Colpa evidentemente di una normativa concepita da "cretini", e per "cretini". Ognuno e' ovviamente libero di valutare le situazioni come meglio crede, e di essere felice e soddisfatto di quanto arreca invece dispiacere a un altro, ma al solito e' un problema di "coerenza". Se la realta' dell'era contemporanea deve essere globalizzatrice, se il dominante riferimento al politically correct costringe a far finta di non notare alcune rilevanti "differenze", se stante l'attuale altra "liberazione", quella della donna, i matrimoni sono destinati a durare poco (vedi, tra gli altri, il Dissenso N. 71), allora che senso ha mantenere la stupidaggine delle SQUADRE NAZIONALI? (anche al livello di sports ben piu' ricchi e seguiti, basta vedere cos'e' diventata recentemente la nazionale francese di calcio; ricordo un quotidiano sportivo che giustificava la nostra sconfitta con i francesi agli Europei con la circostanza che non avevamo abbastanza giocatori di colore in squadra, con i quali opporre fisicita' a fisicita').

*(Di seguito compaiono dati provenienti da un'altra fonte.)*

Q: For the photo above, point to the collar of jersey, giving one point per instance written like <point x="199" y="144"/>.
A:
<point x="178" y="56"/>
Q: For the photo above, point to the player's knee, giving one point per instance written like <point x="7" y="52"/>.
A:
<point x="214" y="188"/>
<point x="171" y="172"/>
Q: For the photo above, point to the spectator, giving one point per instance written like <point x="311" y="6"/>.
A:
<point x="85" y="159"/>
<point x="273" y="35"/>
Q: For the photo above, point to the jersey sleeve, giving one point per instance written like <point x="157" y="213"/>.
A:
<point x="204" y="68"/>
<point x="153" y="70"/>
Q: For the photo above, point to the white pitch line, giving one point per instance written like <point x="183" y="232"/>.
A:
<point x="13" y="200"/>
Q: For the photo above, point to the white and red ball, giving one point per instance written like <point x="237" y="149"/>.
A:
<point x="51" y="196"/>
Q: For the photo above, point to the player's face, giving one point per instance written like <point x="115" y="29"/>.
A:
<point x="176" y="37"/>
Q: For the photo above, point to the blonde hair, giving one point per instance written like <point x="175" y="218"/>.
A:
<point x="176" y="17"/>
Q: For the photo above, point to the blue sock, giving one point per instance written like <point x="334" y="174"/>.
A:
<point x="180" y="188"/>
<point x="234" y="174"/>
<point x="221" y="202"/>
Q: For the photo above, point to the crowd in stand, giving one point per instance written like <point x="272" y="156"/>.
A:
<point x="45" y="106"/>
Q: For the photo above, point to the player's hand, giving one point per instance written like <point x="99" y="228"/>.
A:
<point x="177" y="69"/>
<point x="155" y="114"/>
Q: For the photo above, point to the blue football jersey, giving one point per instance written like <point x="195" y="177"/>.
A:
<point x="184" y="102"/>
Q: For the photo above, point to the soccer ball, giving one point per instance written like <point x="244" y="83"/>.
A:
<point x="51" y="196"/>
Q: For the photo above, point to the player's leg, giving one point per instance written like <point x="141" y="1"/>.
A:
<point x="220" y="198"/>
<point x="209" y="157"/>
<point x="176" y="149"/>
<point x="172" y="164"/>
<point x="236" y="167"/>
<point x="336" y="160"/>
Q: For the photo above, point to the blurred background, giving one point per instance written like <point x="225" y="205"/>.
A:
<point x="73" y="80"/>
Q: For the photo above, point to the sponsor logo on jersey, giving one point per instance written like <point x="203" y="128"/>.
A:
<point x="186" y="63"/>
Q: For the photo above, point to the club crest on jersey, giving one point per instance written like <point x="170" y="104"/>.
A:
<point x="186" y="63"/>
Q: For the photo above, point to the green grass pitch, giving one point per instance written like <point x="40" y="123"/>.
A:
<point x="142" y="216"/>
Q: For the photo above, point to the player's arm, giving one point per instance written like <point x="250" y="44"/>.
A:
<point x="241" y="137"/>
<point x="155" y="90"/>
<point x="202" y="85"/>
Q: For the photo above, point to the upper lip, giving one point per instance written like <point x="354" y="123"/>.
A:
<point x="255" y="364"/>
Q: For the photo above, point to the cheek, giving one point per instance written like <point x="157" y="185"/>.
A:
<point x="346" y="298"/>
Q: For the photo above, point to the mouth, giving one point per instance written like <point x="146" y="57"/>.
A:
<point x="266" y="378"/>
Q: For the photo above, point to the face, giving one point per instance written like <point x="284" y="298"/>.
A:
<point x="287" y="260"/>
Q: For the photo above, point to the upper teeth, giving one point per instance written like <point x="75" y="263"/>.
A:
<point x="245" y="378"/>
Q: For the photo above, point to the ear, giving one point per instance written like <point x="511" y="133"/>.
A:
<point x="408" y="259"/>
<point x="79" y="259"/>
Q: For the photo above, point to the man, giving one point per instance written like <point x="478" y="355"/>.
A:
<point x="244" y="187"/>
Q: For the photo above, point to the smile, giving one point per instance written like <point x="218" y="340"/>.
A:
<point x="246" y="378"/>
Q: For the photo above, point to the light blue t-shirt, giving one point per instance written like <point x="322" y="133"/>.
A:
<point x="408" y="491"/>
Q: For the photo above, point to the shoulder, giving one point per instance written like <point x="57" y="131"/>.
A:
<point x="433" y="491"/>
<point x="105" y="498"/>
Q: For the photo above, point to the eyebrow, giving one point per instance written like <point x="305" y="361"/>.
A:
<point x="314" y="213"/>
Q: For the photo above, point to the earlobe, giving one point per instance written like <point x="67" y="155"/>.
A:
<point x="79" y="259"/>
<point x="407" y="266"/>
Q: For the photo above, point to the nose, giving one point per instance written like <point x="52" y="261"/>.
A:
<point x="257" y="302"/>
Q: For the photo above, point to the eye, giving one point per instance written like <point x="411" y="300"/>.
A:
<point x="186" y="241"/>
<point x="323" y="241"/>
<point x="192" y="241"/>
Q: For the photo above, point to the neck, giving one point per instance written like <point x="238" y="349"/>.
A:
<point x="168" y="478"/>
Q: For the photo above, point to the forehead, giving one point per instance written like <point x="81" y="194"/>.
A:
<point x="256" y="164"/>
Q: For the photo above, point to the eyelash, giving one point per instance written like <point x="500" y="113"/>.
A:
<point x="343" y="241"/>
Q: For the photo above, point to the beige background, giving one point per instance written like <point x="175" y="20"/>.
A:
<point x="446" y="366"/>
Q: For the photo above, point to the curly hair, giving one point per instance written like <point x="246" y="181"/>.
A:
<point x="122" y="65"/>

L'esempio dianzi riportato non e' purtroppo l'unico del genere: avevo conservato nel reparto "idiozie", per futura memoria, notizie sul caso di un nuovo motivo di vanto per gli italiani, almeno secondo i "deficienti" (nel senso che manca loro un po' di "buon senso", o di "senso del pudore") asserviti, in buona o cattiva fede, al carro della propaganda anti-frontiere, e anti-culture nazionali. Sotto un titolo a tutta pagina:
 


BESOZZI, IL FIGLIO DEL VENTO ITALIANO


 


si legge infatti - Corriere dello Sport del 4.6.2001, a firma di Franco Fava - la confortante notizia che:

"L'Italia dei Marcello Fiasconaro e delle Fiona May [un altro ottimo "caso"!] ha scoperto di avere anche il suo "figlio del vento". Ha soltanto 16 anni, e' di pelle scura con sangue americano nelle vene, ma gia' con tanta Italia nel cuore e nella testa. Si chiama Andrew Howe-Besozzi, cittadino di Rieti e atleta modello che da oggi saranno in molti a invidiarci" [mah, se lo dice l'articolista...]

Ci viene spiegato poi come mai l'italica gente dovrebbe essere fiera di poter annoverare tra le sue glorie questo "figlio del vento dell'Alabama":

"Nato a Los Angeles, la nuova speranza azzurra e' figlia della nuova societa' multietnica che ha trovato nelle consolidate tradizioni atletiche [ha dimenticato di dire anche democratiche, avrebbe potuto fare effetto] del capoluogo della Sabina il terreno fertile per stupire con le sue imprese agonistiche. Figlio di Andrew Howe, ex calciatore tedesco trasferitosi in California, e di Renee Felton, quarantenne statunitense della Pennsylvania [il ragazzo non ha quindi una goccia di sangue italiano nelle vene] [...] Andrew ha seguito la madre a Rieti quattro anni fa quando tutta la famiglia si trasferi' dopo il matrimonio in seconde nozze con Ugo Besozzi, un milanese trapiantato nella Sabina dove fa il rappresentante."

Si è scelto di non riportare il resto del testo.